Governo poderá obrigar jovens médicos a permanecer no SNS durante algum tempo: “Ideia é compensar o Estado pelo investimento na sua educação e faz parte do conjunto de medidas que o Estado está a estudar para reter médicos durante mais tempo nos hospitais públicos“.

Esta notícia demonstra perfeitamente a maneira como Portugal tem sido governado desde que a chamada Geringonça chegou ao poder.

  1. A prioridade é a manutenção do poder;
  2. O populismo é a forma mais fácil de agradar;
  3. As políticas estão submissas a uma ideologia;
  4. As medidas não seguem qualquer raciocínio lógico;
  5. O dinheiro dos contribuintes é do Estado, e o Estado é o Governo.

Ora, este governo e os partidos que o apoiam, com as medidas que implementaram e outras que têm anunciado, não só deterioram a qualidade do ensino superior, mas também violam a Constituição.

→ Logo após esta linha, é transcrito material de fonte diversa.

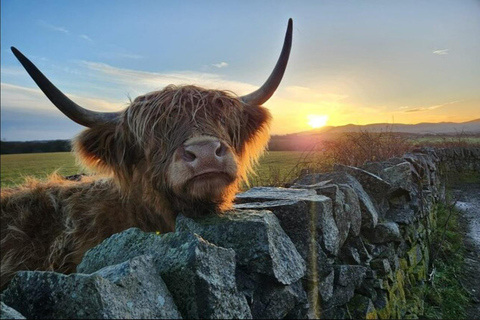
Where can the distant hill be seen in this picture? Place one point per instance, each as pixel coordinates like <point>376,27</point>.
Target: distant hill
<point>472,126</point>
<point>302,141</point>
<point>291,142</point>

Senão vejamos…

A Geringonça anuncia que quer abolir as propinas. Mas depois não tem como financiar as bolsas de estudos e as residências que garantem aos mais pobres igualdade de oportunidades.

A Constituição da República Portuguesa, no seu artigo 76.º diz: “O regime de acesso à Universidade e às demais instituições do ensino superior garante a igualdade de oportunidades e a democratização do sistema de ensino”.

A Geringonça anuncia que quer abolir as propinas. Mas depois quer privar os jovens recém-licenciados da sua liberdade de escolha, forçando-os a trabalhar no sector público nacional.

A Constituição da República Portuguesa, no seu artigo 27.º diz: “Ninguém pode ser total ou parcialmente privado da liberdade”.

Praticamente todos os dias assistimos a violações da Constituição, da Lei, e dos Direitos dos Portugueses. Tudo isto perpetrado por uma Geringonça que governa o país a seu bel-prazer, porque tem a conivência de uma comunicação “dita” social que come da mesma gamela.

A maioria dos Portugueses – uns embevecidos pelo prato de lentilhas que recebe e pelo imediato; outros completamente resignados e desligados da sociedade – assiste, impávido e sereno, à destruição do país e do futuro dos seus filhos.